Although training is the cornerstone of football players’ performance, nutrition is also important. An adequate nutrition plan will play a principal role in enabling athletes to handle training loads, to easily keep up with changes in their training schedule and to improve performance on match days. In relation to nutrition, dietary supplements—understood as the extra nutrient intake or food consumption in a daily diet with the aim of improving performance or health— has grown in importance in recent years. In regard to football, it is estimated that more than 90% of athletes take dietary supplements, the most usual ones being sports drinks and vitamins.1 On the other hand, a research done during the 2002 and 2006 World Cups has shown that the estimated prevalence was 43%, probably because sports drinks are not considered supplements.2
Nevertheless, there is considerable controversy over which dietary supplements have been scientifically proven to be useful or not, and in some cases, they have more of a marketing stunt than science.
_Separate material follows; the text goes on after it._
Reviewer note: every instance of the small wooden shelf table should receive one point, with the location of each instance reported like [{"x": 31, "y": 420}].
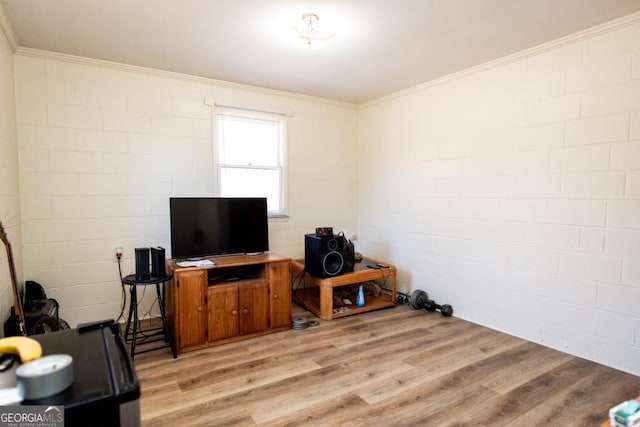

For instance, the Australian Institute of Sport has made a list classifying supplements according to the scientific evidence that proves they are useful and safe for consumption.3 Some of them were classified into category A, in which there are supplements approved by scientific research. Others were classified into category B, in which there are supplements that may have benefits but have not been investigated yet, whereas others were classified into category C, in which there are supplements that do not have any benefits or there is not enough evidence to say so. Finally, those supplements that are not recommended and may be banned or pose a big risk of contamination were classified into category D. As it can be observed in Figure 1, there are few supplements having significant scientific evidence in order to support their daily use.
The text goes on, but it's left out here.